The same things that enforce policy everywhere else in your stack. Application controls. Authorization layers. Tool gateways. The model should not have access to data the user isn't authorized to see. That's an access control problem, and it has the same answer it has always had: enforce at the resource layer.
The developer message still matters. It shapes behavior, reduces the likelihood of unwanted outputs, and provides the conversational frame that makes the model useful. Think of it as the job description you give a new contractor. It tells them what you want, what tone to use, what topics to focus on. But the analogy has a limit worth naming: a contractor who ignores the job description faces consequences. Termination, legal liability, reputational damage. A model has no consequence structure. It has probability distributions. When it "ignores" the developer message, there's no feedback mechanism that corrects the next response. You just get a bad output and have to catch it downstream.
OWASP's recommended mitigations for prompt injection read like an IDAM architecture review: privilege separation, input and output filtering, monitoring, defense in depth. The field hasn't invented new enforcement primitives. It needs the ones that already exist, applied to a new kind of compute.
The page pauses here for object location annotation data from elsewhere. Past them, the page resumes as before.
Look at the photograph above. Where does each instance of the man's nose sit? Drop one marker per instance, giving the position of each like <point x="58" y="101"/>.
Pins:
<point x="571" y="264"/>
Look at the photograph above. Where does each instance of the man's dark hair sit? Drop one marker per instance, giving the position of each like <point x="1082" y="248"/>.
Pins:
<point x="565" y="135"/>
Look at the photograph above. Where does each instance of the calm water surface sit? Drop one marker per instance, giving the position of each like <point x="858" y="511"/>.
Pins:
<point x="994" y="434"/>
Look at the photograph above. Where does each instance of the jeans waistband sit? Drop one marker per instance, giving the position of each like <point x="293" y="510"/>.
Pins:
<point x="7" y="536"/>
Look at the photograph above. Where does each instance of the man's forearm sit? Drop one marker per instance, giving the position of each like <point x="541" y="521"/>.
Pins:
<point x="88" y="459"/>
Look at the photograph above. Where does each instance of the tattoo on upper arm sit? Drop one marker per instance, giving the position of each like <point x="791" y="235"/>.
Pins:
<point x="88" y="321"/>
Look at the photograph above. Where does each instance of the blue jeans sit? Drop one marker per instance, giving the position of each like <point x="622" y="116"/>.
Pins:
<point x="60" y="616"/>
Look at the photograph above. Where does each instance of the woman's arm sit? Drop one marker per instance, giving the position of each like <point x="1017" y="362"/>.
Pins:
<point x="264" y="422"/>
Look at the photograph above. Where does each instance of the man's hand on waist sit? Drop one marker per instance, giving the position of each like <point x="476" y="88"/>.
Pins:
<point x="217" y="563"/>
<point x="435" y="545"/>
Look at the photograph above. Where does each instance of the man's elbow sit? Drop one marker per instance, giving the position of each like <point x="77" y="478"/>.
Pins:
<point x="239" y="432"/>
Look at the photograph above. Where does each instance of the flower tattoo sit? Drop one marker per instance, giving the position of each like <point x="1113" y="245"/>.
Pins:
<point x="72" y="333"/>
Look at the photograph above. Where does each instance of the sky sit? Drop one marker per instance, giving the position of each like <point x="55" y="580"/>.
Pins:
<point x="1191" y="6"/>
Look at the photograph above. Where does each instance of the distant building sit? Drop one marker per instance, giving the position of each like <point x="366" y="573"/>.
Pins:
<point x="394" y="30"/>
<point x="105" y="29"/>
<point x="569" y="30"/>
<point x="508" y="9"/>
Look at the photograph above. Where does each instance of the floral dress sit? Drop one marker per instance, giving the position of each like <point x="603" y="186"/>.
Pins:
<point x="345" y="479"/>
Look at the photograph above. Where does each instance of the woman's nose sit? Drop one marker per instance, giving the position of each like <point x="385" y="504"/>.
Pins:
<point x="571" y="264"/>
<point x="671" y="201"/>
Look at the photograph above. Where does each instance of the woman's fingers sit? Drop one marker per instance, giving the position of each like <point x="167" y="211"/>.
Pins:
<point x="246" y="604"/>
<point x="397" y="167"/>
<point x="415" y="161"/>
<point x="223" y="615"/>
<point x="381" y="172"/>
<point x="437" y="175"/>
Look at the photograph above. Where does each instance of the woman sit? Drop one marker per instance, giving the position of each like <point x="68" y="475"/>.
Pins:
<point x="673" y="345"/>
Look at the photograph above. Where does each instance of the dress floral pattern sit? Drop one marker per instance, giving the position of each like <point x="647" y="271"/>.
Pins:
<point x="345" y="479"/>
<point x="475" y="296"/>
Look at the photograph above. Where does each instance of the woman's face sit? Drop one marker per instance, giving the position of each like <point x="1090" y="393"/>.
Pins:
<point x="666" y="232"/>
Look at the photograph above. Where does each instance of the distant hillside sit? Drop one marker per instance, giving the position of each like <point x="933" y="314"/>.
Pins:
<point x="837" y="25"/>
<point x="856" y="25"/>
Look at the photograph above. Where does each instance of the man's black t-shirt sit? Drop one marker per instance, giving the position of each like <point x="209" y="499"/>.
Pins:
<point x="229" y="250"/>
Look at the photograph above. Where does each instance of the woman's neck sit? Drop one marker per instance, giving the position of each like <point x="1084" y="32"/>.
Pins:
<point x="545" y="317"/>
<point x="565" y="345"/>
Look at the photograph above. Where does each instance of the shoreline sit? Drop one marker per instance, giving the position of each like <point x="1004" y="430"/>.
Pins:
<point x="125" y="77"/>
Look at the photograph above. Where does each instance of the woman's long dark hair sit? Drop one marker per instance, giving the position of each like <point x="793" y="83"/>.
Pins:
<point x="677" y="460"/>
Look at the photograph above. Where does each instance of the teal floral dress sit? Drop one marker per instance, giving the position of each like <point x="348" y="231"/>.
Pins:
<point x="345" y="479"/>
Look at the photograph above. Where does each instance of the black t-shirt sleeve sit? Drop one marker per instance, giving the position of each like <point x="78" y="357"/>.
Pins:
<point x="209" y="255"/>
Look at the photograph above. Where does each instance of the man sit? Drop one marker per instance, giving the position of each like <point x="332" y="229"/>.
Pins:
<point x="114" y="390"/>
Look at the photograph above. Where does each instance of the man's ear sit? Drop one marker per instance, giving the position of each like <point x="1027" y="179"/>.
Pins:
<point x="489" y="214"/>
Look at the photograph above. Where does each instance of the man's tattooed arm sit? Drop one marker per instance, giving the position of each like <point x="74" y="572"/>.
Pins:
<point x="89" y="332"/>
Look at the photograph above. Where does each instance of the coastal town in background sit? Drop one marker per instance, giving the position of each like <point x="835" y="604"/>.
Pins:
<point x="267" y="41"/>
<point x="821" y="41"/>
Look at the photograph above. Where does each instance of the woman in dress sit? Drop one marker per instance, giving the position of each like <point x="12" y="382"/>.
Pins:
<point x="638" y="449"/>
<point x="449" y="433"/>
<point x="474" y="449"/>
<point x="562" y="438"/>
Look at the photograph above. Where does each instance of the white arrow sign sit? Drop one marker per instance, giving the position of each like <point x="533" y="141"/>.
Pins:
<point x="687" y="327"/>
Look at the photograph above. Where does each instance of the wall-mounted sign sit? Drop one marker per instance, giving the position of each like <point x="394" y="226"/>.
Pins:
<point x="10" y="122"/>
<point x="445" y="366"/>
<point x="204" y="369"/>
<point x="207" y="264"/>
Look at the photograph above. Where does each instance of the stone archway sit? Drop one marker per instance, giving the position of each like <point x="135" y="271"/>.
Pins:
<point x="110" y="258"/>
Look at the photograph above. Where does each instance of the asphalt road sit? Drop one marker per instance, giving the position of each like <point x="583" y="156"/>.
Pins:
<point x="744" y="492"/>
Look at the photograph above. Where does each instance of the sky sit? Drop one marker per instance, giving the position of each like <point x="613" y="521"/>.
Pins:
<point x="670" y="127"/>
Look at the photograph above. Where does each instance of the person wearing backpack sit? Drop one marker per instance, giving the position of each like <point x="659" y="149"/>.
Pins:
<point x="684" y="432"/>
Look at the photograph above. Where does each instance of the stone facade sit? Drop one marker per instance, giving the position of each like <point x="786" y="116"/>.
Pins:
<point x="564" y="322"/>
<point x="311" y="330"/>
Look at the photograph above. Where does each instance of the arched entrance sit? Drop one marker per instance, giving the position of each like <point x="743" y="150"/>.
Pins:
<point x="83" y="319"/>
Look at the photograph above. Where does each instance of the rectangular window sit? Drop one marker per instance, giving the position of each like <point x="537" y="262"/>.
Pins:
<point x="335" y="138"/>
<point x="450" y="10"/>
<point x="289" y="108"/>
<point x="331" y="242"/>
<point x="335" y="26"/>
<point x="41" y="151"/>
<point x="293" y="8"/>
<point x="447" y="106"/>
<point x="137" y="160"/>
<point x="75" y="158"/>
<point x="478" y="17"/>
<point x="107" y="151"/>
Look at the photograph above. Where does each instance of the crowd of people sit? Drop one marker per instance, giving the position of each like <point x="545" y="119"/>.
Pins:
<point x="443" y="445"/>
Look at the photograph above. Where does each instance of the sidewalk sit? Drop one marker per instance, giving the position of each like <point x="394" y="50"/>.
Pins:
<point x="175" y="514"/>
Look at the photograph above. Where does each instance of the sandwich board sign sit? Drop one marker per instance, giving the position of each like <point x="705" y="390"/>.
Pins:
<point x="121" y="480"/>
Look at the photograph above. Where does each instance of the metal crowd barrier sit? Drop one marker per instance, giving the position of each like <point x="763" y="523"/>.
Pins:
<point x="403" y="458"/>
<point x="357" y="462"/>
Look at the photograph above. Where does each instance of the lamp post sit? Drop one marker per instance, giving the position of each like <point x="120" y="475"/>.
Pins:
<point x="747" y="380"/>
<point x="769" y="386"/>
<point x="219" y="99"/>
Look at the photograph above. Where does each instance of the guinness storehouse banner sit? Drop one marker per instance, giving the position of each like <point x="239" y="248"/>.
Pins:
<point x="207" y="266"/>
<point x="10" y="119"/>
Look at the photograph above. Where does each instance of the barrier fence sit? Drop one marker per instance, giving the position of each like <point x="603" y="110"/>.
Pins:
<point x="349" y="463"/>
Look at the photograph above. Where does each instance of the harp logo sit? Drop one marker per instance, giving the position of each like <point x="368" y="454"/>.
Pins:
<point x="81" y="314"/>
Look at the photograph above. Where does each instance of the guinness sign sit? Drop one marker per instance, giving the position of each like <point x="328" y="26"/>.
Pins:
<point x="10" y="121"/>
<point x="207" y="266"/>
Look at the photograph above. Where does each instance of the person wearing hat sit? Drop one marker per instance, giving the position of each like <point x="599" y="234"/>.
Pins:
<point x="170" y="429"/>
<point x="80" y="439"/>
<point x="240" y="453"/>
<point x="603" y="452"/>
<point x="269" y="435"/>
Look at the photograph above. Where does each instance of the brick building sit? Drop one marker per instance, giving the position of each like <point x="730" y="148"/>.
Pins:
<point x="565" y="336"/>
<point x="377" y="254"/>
- Enforcement lives in the application layer: Authorization, tool gateways, output filtering, and monitoring enforce boundaries. The developer message shapes behavior but carries no consequence mechanism when violated. The two are complementary, and treating either as sufficient on its own creates the gap.
Things to follow up on...
-
OpenAI's Instruction Hierarchy proposal: The Instruction Hierarchy paper from OpenAI's alignment team lays out the training-based approach to making models respect priority levels between developer, user, and third-party text, and names exactly where the authors think it still falls short.
-
OWASP's LLM07 on prompt leakage: The 2025 update to the OWASP Top 10 for LLMs added a dedicated entry for system prompt leakage, recognizing that if the developer message isn't an enforcement boundary, it isn't a confidentiality boundary either.
-
Anthropic's prompt injection research: Anthropic's browser-agent security publication documents their mitigation efforts and the residual ~1% attack success rate, framing the problem as meaningfully reduced but explicitly unsolved.
-
The Claude Code post-mortem: Anthropic's April 2026 engineering disclosure is a rare first-party account of how a system prompt change caused production degradation across multiple model versions, and what institutional controls they're adding to prevent recurrence.